(178e) Modeling Hot-Melt Extrusion Pelletizers

Hot-melt extrusion (HME) is one of the key processes for a continuous production of high-quality pharmaceuticals. Products manufactured by means of HME have significant advantages over conventional drug delivery systems. HME has the benefit to be a solvent free, environmental friendly and cost efficient technology. Furthermore, HME dosage forms have superior drug delivery properties due to the formation of solid dispersions and solid solutions. This is relevant for poorly-soluble pharmaceutically active substances, frequently encountered among novel drugs. Due to this advantages HME technology has been applied to a wide range of dosage forms ranging from granules over transdermal systems to implants.^1-3 However, reliable scale-up of HME technology is still a major challenge and a breakthrough has not been achieved yet. This is mainly due to a limited insight into the process.

In our work we explore the scale-up of hot melt extrusion (HME) devices for direct pelletization of pharmaceuticals by means of computational fluid dynamics (CFD). HME with direct pelletization is a novel concept where the extruded material is cut into small pellets directly after exiting the extrusion die. We investigate non-isothermal, non-Newtonian flow of the melt through different die geometries via a detailed CFD model. To get a refined picture of melt flow through the device, we also take the temperature distribution in the die material into account. In our work we explore different possibilities for stabilizing melt flow including rotating internals.

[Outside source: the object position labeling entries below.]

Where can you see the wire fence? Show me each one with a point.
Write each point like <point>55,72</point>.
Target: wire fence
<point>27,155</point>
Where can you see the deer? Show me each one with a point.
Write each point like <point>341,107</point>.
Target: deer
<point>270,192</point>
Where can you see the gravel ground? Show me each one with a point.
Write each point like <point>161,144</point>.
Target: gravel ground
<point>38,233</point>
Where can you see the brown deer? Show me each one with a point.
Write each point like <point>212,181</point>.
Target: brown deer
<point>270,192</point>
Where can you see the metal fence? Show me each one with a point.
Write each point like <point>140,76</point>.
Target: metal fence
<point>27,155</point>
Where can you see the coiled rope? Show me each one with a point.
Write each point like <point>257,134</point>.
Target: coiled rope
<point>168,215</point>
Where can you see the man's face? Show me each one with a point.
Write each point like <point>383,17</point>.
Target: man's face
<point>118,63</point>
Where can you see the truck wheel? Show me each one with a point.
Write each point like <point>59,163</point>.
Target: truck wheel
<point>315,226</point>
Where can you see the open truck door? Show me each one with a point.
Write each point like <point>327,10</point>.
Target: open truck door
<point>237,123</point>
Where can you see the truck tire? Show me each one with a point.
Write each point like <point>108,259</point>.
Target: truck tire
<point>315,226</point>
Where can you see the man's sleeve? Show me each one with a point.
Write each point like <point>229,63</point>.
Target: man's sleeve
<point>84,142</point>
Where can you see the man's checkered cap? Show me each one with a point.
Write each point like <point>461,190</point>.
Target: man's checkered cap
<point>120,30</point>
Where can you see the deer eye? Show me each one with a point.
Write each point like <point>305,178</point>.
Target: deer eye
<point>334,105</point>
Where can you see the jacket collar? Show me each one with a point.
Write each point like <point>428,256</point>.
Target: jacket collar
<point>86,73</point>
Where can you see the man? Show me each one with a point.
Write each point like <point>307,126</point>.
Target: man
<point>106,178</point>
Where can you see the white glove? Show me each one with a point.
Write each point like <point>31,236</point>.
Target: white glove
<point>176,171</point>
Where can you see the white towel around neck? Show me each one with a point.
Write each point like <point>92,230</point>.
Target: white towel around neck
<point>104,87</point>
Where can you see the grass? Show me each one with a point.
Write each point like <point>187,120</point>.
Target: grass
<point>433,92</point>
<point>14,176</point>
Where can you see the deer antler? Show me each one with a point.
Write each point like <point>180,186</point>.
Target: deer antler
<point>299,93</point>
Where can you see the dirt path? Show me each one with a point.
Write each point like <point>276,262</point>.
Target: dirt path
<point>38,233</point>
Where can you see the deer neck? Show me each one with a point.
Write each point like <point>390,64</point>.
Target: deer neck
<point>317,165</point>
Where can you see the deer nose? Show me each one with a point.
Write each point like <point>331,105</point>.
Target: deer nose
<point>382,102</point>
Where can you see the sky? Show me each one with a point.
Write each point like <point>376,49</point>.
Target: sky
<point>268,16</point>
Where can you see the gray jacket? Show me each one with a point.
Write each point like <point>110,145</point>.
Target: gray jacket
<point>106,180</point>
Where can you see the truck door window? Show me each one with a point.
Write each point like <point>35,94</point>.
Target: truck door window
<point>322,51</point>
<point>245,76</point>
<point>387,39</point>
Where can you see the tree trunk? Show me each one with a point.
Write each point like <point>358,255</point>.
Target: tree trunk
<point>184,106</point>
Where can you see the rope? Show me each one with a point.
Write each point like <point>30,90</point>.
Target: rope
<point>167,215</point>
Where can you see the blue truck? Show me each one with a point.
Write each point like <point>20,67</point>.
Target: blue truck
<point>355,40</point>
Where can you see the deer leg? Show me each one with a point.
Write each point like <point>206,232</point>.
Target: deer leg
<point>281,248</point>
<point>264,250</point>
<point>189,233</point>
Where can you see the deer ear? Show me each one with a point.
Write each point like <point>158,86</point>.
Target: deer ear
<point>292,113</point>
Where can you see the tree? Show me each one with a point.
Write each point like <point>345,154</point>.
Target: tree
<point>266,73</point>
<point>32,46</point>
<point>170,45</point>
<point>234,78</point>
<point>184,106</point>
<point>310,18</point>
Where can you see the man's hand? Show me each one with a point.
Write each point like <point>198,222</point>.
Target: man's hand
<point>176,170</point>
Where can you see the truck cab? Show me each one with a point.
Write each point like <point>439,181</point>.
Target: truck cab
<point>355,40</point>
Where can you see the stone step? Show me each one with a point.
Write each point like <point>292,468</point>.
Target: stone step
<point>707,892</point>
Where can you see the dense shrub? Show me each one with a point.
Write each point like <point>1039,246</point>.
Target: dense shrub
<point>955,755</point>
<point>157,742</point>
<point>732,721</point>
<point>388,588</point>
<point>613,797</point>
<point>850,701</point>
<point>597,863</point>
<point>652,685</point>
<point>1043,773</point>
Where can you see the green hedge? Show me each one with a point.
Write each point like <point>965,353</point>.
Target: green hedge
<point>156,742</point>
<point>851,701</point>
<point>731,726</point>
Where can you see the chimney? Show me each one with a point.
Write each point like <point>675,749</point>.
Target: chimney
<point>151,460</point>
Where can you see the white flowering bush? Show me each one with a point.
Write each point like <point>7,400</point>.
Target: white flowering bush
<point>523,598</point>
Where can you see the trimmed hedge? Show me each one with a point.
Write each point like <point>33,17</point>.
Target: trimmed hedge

The results show that a tight temperature control of the die material is necessary to guarantee continuous melt flow. Temperature inhomogeneities using a conventional die design have been identified via simulations. These inhomogeneities act as a trigger to destabilize melt flow and hence lead to a shutdown of the process. We show that a significant improvement in process reliability can be obtained when using an optimized die design. Finally, we highlight some aspects of pellet formation in this novel HME pelletization process.

(1) Breitenbach J. Melt extrusion: from process to drug delivery technology. European Journal of Pharmaceutics and Biopharmaceutics. 2002;54:107-117.

(2) Crowley MM, Zhang F, Repka MA, Thumma S, Upadhye SB, Battu SK et al. Pharmaceutical applications of hot-melt extrusion: Part I. Drug Development and Industrial Pharmacy. 2007;33:909-926.

(3) Miller DA, McConville JT, Yang W, Williams RO, McGinity JW. Hot-melt extrusion for enhanced delivery of drug particles. Journal of Pharmaceutical Sciences. 2007;96:361-376.